Никола прошепелявил стесненным ртом:
– Он – твоя большая любовь, не отпирайся.
– Ты – моя большая любовь, – строго и серьезно произнесла Алла. Оба замерли на мгновение, потом Любавин перехватил ее ладони, поцеловал каждую. И вздохнул:
– Что-то не хочется мне никуда ехать, Аллочка. Я одичал совсем, кроме своих, ни с кем давно не встречался, и теперь всего колбасит от мысли, какой там народ соберется. Важные, надменные индюки…
– Ну уж индюки! Расслабься, Любавин. И получи поддержку слуги народа в важном для всех нас деле!
Никола с подозрением посмотрел на нее:
– Ты с главврачом тренировалась такие речи говорить?
– Иди уже, опоздаешь.
– Не представляешь, как не хочется…
Сердце вздрогнуло: не предчувствие ли беды крутит Николу?
– Ты там осторожнее…
Он обругал себя, заметив, как заплескалась тревога в серых в крапинку глазах, улыбнулся:
– Ты ничего не поняла, глупая. Я не хочу от тебя уходить. Все, помаши в окно.

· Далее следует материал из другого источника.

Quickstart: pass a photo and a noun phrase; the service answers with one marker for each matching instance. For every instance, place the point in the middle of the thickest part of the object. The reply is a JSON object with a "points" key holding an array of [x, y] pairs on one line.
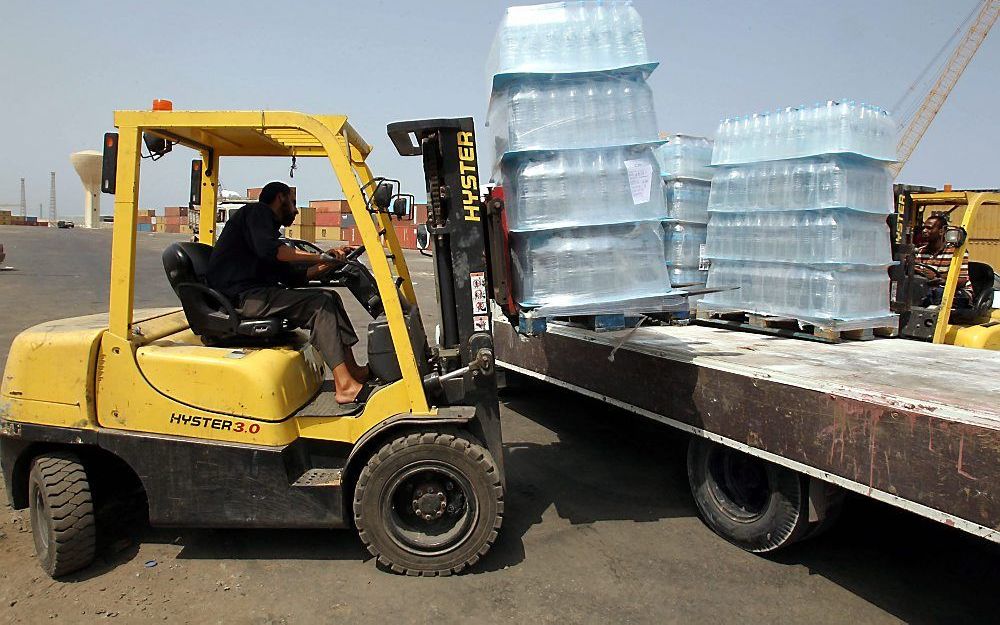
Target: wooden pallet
{"points": [[533, 326], [790, 327]]}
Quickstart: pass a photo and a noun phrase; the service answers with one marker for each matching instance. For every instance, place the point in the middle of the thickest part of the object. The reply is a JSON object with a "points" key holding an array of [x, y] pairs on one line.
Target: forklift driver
{"points": [[249, 266], [933, 260]]}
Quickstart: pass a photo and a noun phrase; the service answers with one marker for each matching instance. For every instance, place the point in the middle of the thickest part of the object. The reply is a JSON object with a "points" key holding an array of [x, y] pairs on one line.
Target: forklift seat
{"points": [[981, 279], [209, 313]]}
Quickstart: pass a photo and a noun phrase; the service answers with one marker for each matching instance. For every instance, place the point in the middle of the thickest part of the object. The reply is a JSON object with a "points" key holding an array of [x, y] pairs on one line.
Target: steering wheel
{"points": [[353, 256]]}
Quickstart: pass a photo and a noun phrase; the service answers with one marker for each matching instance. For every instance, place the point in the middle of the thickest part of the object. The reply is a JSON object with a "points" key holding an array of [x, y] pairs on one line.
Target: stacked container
{"points": [[798, 209], [573, 129], [685, 166]]}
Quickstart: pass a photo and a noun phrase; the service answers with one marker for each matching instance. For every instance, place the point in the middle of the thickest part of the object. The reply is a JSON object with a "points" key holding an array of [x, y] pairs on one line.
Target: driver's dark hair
{"points": [[943, 219], [271, 191]]}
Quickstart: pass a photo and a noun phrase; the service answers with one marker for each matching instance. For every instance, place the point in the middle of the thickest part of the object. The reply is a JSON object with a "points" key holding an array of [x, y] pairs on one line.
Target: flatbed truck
{"points": [[781, 428]]}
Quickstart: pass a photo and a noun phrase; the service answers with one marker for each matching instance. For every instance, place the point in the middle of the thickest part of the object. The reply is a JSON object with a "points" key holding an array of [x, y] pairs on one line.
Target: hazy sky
{"points": [[68, 65]]}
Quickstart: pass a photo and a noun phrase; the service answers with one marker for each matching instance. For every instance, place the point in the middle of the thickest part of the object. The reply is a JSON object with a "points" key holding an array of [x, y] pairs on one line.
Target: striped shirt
{"points": [[941, 261]]}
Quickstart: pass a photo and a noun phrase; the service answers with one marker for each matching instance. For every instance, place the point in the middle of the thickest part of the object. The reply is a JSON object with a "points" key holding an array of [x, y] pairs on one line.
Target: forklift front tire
{"points": [[429, 503], [62, 513]]}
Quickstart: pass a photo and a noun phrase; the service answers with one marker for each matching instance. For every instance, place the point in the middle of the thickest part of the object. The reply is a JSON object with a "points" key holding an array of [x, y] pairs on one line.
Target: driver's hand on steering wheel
{"points": [[340, 253], [926, 272]]}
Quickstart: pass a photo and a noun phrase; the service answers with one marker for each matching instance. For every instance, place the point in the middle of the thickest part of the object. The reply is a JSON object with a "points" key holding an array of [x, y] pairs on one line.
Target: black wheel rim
{"points": [[739, 484], [414, 493], [40, 523]]}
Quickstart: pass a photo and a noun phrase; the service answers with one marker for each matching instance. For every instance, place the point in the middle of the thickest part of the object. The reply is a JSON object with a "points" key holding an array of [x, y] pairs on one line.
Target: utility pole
{"points": [[52, 197]]}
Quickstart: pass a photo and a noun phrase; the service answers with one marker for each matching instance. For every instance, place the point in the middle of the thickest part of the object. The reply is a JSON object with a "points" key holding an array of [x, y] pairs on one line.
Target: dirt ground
{"points": [[599, 524]]}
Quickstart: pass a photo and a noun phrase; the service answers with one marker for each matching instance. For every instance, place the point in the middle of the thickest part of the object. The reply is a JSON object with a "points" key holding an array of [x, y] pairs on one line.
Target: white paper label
{"points": [[640, 180], [703, 263]]}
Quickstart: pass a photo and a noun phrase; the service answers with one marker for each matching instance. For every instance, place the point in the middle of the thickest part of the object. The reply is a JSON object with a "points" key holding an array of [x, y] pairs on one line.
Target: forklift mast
{"points": [[455, 224]]}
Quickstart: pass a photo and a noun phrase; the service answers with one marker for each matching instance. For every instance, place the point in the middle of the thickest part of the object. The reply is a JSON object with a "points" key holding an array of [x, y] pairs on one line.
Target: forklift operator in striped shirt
{"points": [[933, 260]]}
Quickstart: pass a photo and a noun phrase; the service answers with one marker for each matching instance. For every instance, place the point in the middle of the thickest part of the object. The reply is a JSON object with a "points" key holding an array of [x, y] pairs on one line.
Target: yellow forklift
{"points": [[976, 325], [228, 422]]}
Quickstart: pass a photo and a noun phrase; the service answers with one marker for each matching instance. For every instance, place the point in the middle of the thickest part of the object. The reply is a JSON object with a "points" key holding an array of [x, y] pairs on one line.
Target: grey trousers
{"points": [[319, 310]]}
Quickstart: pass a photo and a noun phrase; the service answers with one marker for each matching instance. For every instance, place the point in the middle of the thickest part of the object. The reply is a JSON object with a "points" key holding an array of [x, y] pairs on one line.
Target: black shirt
{"points": [[245, 256]]}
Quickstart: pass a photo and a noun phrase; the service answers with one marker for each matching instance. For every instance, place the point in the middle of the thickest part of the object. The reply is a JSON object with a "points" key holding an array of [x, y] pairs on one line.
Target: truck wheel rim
{"points": [[739, 484], [429, 508], [40, 523]]}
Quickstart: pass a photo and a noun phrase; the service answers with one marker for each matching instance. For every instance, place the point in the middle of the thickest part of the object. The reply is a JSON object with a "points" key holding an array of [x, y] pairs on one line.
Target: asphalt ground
{"points": [[599, 524]]}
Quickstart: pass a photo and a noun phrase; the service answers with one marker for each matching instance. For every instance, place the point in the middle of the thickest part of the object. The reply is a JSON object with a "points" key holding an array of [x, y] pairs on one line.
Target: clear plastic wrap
{"points": [[833, 127], [566, 188], [685, 251], [687, 200], [685, 156], [810, 236], [591, 270], [824, 293], [568, 37], [830, 181], [547, 112]]}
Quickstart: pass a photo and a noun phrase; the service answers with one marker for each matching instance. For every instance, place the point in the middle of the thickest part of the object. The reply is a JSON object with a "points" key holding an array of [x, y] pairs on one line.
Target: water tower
{"points": [[88, 165]]}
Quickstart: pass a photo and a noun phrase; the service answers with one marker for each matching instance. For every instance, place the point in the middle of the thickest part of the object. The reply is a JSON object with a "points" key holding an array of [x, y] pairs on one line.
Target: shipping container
{"points": [[330, 206], [350, 235], [328, 233], [254, 193], [306, 217]]}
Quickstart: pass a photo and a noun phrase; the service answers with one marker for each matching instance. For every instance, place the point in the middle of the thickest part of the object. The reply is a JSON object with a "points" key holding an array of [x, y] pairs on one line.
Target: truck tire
{"points": [[754, 504], [429, 503], [62, 513]]}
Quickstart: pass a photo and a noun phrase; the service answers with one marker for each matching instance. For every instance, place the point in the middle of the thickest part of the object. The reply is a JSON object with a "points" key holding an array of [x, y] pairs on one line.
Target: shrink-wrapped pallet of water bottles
{"points": [[798, 208], [573, 129], [687, 178]]}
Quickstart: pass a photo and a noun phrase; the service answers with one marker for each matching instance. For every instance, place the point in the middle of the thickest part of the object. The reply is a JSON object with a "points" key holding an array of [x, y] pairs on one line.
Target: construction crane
{"points": [[913, 127]]}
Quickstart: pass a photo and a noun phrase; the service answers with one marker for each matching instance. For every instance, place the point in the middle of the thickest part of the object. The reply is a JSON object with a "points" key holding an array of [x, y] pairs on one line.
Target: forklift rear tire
{"points": [[429, 503], [62, 513], [754, 504]]}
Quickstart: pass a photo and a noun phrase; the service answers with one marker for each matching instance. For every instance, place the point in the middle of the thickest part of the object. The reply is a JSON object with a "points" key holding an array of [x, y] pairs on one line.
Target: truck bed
{"points": [[913, 424]]}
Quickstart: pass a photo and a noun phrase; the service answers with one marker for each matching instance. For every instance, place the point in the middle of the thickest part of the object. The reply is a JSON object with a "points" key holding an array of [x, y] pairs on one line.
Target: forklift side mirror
{"points": [[383, 195], [955, 236], [400, 207], [157, 146], [423, 237]]}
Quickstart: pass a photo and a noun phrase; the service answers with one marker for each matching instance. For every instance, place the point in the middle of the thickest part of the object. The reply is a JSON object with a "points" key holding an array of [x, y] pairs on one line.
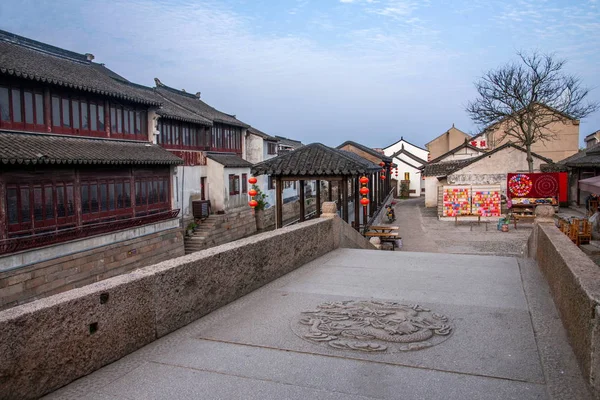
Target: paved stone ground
{"points": [[507, 341]]}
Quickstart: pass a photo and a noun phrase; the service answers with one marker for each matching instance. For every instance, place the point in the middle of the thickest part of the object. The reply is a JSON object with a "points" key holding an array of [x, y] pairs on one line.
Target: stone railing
{"points": [[574, 281], [50, 342]]}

И, подхватив портфель, выскочил за порог. Возле угла дома, за которым Алла уже не сможет его увидеть, он повернулся, отыскал в окне ее белокурую головку и поднял руку.
`
От того, сколько ты простоишь у окна
И просмотришь мне вслед из окна,
Не зависит из будущих бед ни одна,
Из грядущих обид – ни одна.
Так зачем же мне знать, грея ветер щекой,
Что, к стеклу прислоняясь щекой,
Из-под самых небес ты мне машешь рукой,
Просто машешь и машешь рукой?..
`
Он эти стихи услышал лет сто назад, автора забыл, а строчки всплывали в памяти каждый раз, когда вот так приходилось расставаться с Аллочкой.
И чего она встревожилась? Или это от него ей передалось напряженное ожидание беды – не беды, но чего-то из рук вон неприятного…
Через час Никола подъехал к поликлинике-новостройке. Удивительное дело – вокруг здания уже и газоны ласкали глаз ровненьким бордюрчиком, и чистый асфальт, и деревца по периметру новехонького ограждения. О том, что еще месяц назад здесь была грязь, ямы и ухабы, ничего не напоминало. Правда, совсем близко от поликлиники достраивался дом, это нарушало общую благолепную картину.